Han pasado 25 años desde la creación del Comité Interinstitucional para la erradicación del Trabajo Infantil y la Protección del Joven Trabajador y, un cuarto de siglo después, Colombia tiene aún 1’039.000 niños y niñas que trabajan.

No faltaron planes porque los hubo abundantes y voluminosos.  Ahora está vigente la Estrategia nacional para prevenir y erradicar las peores formas de trabajo infantil y proteger al joven trabajador 2008-2015, aunque el reto del país es eliminarlas todas y no solo las llamadas peores.

El trabajo infantil entró a la agenda política a inicios de los 80 cuando la comunidad internacional tomó consciencia del daño humano representado por ejércitos de niños laborando en  condiciones duras en campos de cultivo, minas, fábricas, comercio, negocios pequeños y dejando, por ello, de atender su obligación más importante: ir a la escuela, prepararse y romper la cadena incesante reproductora de la pobreza. Sin embargo, hay aún 168 millones de niños trabajadores en el mundo, más de la mitad de ellos efectuando actividades riesgosas.

El ritmo de disminución anual del trabajo infantil en Colombia es muy bajo con relación a lo que el país podría hacer.  Brasil aminoró  el trabajo infantil en 58% a lo largo de 20 años, casi tres puntos por año;  aquí, el año pasado se redujo en 0.6%.  En nuestro país, 9.3% de niños y adolescentes entre 5 y 17 años de edad están comprometidos con alguna actividad laboral;  en Medellín,  el 7.3%. La gran mayoría, el 34.6%,  involucrada en el comercio, hoteles y restaurantes; y el 34.3% en la  agricultura, ganadería, caza, silvicultura y pesca; industria manufacturera, 11%. Una buena proporción (34%),  trabaja en actividades económicas de la familia;  el 34.7% porque quiere tener dinero propio.  En todos los casos, con diferencias significativas entre las zonas urbanas y rurales.  Por donde se mire, el telón de fondo de esta realidad son la pobreza y las limitaciones económicas. Si sólo se eliminara la exigencia familiar de trabajar en el comercio, hoteles y restaurantes, se apartaría del mundo laboral a más del 30% de niños y jóvenes trabajadores.
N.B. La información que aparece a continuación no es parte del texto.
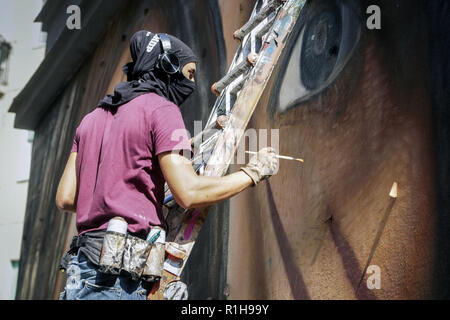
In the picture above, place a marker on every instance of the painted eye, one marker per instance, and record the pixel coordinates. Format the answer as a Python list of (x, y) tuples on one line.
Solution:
[(324, 40)]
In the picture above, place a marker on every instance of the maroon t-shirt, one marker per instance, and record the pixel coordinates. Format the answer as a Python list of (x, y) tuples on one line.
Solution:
[(117, 163)]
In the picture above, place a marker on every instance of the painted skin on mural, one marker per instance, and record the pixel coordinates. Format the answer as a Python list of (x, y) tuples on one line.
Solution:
[(353, 103)]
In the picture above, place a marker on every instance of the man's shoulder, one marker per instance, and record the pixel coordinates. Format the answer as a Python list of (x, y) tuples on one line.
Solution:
[(154, 103)]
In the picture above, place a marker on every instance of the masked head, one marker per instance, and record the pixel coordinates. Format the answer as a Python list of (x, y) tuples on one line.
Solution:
[(145, 49)]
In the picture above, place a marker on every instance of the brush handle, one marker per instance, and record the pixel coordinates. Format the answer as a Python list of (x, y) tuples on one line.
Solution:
[(278, 156)]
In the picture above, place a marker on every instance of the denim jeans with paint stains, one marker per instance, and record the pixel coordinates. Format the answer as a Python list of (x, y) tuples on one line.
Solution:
[(85, 282)]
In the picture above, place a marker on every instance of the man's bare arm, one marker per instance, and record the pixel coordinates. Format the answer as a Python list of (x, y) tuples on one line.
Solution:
[(191, 190), (66, 194)]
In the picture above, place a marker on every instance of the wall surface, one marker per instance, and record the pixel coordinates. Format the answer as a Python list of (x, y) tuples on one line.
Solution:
[(308, 232), (17, 27), (101, 71)]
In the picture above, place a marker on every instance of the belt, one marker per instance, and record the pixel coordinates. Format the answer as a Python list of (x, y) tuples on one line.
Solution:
[(77, 242)]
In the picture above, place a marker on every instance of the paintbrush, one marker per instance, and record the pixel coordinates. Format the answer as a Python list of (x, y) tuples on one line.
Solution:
[(280, 156)]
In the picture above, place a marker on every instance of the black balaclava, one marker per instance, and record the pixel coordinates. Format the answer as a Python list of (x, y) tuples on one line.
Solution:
[(143, 77)]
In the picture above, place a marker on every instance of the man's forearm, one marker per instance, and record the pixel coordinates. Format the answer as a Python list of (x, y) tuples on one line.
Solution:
[(210, 190)]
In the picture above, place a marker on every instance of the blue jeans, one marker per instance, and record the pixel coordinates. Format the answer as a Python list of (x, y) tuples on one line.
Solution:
[(85, 282)]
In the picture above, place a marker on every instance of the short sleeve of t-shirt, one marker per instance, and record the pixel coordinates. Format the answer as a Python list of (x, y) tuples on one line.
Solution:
[(76, 140), (168, 130)]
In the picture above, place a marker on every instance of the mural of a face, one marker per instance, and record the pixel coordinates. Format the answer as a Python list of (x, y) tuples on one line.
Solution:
[(353, 103)]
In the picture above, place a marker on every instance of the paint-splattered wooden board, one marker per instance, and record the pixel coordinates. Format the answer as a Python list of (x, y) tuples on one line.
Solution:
[(184, 227)]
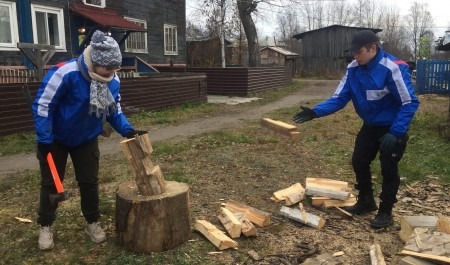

Con frecuencia se menciona al reclutamiento forzado, la explotación sexual o la pornografía como si fueran formas de trabajo infantil  cuando en realidad, en cualquiera de tales situaciones, los niños y niñas son víctimas de adultos que actúan desde la ilegalidad y los explotan. Mal puede decirse que un niño está trabajando cuando es reclutado por un grupo armado o, lo propio, si una niña es explotada sexualmente. Ese es un error garrafal producto de una distorsión inaceptable.

Ha faltado consistencia, coherencia y continuidad en las políticas puestas en marcha.  La Nación insiste en la responsabilidad de los municipios pero estos no la hacen suya y gracias a ese vacío los planes se vuelven retórica. En el municipio, especialmente en los pequeños, todo es más cercano y la detección del trabajo infantil más fácil y eficaz.  No para salir de primera intención con la vara punitiva sino comprendiendo todos los factores, los de las familias, de los propios niños y los empleadores. Hay allí mayor espacio para la pedagogía y el convencimiento genuino de las desventajas del trabajo infantil. En el municipio  -con estrategias propias en los de mayor tamaño- la autoridad tiene instrumentos para comprender el contexto y buscar soluciones permanentes. Si cada municipio identificara su reto y se dispusiera a superarlo, con la participación de familias y comunidad educativa,  los resultados serían más rápidos, mejores, verificables y, sobre todo, más duraderos.  Entonces podríamos encontrarle sentido de realidad al tema del Día Internacional contra el Trabajo Infantil de 2015, proponiendo educación de calidad en lugar de niños laborando antes de tiempo y enajenando su futuro.